I acknowledge that a threat to the mother’s health due to pregnancy is a legitimate exception - I’m talking about things like rape and incest, which basically say that it’s fine to “commit homicide” against a fetus if the fetus is really really inconvenient instead of just a little inconvenient.

I see a coherent self-defense argument for allowing abortion in cases where the pregnancy itself threatens a woman’s life, but not otherwise.

I don’t see any coherent argument based on the manner of conception. A woman may defend herself against a rapist, of course (shoot him dead, please). But if a rape is accomplished and pregnancy results, the fetus can’t be a moral actor any more or less than that in a merely unwanted, unintended pregnancy.

:shrug: Because they see it as homicide, not murder? Because they see it as a broader societal harm? Because they see it as murder but don’t feel that should automatically trump every other consideration?

As soon as we say “abortion is bad m’kay” and then make an exception for the health of the mother, we’ve opened the door to exceptions. And the moment we say “ok, maybe no abortions past viability” we’ve placed limits on a woman’s bodily autonomy.

Maybe there should be no exceptions; maybe there should be no limits. But most folks don’t take absolutists positions.
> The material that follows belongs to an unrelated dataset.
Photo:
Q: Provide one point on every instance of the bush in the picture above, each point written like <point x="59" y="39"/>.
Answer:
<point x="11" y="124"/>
So apply that to abortion. Explain how some abortions might be considered acceptable but not others. Feel free to use hypotheticals.

Nice slippery slope.

The exception for health of the mother is a legitimate moral dilemma. A mother’s life may be balanced against that of a child’s. No other exceptions involve that dilemma, do they?

You can’t just say that. There are two pretty damn absolutist positions involved that are damn hard to compromise with - “abortion is murder,” vs. the right of a woman to her bodily privacy.

I await your examples of how they can easily by compromised with exceptions and such.

What about a situation that threatens the woman’s health, perhaps permanently, but not her life? Or what about mental health? Post-partum depression kills all on its own; I think an argument can be made that carrying a rapist’s child to term and delivering it can cause an awful lot of demonstrable suffering.

But that argument could apply to any and all pregnancies.

On the other hand, if one believes abortion is murder, murdering a child is not justified just to protect a mother’s mental health. (Though some mothers of born children might disagree :o )

The obvious answer to your query is political expedience. If you really think abortion is murder, but you know that you won’t be able to get it all banned, you’re still reducing the number of murders by getting most abortion banned.

I agree that it’s hard to see a purely ethical basis for rape or incest exceptions.

Well, that’s an honest answer.

And that’s the problem, because the entire basis of banning abortion in the first place is predicated on ethics. The exceptions destroy the premise and the credibility of those supporting it.

And so you end up enabling rapists to force their victims to have their babies. Because make no mistake – that’s what you’re doing. And it’s fucking evil. You’re trampling all over the woman’s right to control her body, forcing her into a lifetime of servitude to her rapist by proxy. You are not a good person. Yeah, you can say 'abortion is murder" all you like, but it does not change what you are doing, or make it any less evil.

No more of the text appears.